Cast: Jason Statham, Vicky McClure, Benedict Wong, Agata Buzek
Direction: Steven Knight
Genre: Action
Duration: 1 hour 40 minutes
STORY: Back from Afghanistan, a homeless former Royal Marine gets an opportunity to change his identity. It is a decision that alters his life.
MOVIE REVIEW: A glance at the film poster might suggest that Jason Statham (playing Joey Jones) with his thousand-yard stare has just done what he usually does in movies – busting skulls and breaking bones from beginning to end. Not so here. Hummingbird has him on the biggest tangent of his career. A bum on the mean streets of back-alley London, fate (or God, as he puts it) lands him in the vacant house of someone really loaded. Jones realises that this is his chance at getting his life together again. He decides to assume the identity of the apartment’s owner. What he doesn’t realise is that slipping into a second skin can only go that far.

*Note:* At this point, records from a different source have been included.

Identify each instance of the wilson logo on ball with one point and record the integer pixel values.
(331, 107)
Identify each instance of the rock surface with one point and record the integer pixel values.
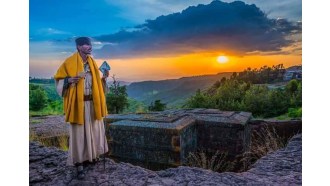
(283, 167)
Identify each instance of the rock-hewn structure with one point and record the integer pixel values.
(168, 137)
(283, 167)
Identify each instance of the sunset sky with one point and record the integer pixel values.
(166, 39)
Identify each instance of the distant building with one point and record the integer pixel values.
(294, 72)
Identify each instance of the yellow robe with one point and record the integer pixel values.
(74, 98)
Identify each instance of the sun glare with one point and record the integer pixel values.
(222, 59)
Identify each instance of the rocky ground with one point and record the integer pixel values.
(48, 167)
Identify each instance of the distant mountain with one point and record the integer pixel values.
(121, 83)
(172, 91)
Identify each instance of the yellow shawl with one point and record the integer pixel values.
(74, 99)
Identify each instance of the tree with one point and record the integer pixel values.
(199, 100)
(37, 97)
(116, 99)
(157, 106)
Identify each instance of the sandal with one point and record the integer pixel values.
(81, 173)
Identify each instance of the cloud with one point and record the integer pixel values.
(236, 27)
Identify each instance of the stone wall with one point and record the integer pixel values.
(168, 137)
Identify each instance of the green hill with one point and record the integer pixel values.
(173, 92)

Jones soon slides into London’s dark underworld, populated by the Chinese and Russian mafia, using his combat training for cash. Suffering from guilt-ridden hallucinations, he uses vodka to allay his post-combat demons. He tries to redeem himself by using the illgotten money to buy good food for the homeless and nice things for a nun called Cristina ( Agata Buzek) who runs a makeshift soup kitchen. An urban Robin Hood? No, not quite. Cristina is his ‘angel’. She is the epitome of empathy and represents all that is good to him – the better person that he knows he can never again become. She senses his turmoil and is not put off. They are both damaged and in a city that is a sea of strangers, their stories are irrevocably intertwined. Dialogues are sparse and minimal, thankfully so. The score (Dario Marianelli) elegantly fills in the silences, speaking volumes. It is intense, but thanks to the editing, steers away from being drippy. Statham’s stony visage tries to emote, often successfully. If this film marks a new direction for Statham’s career, he’s on the right track.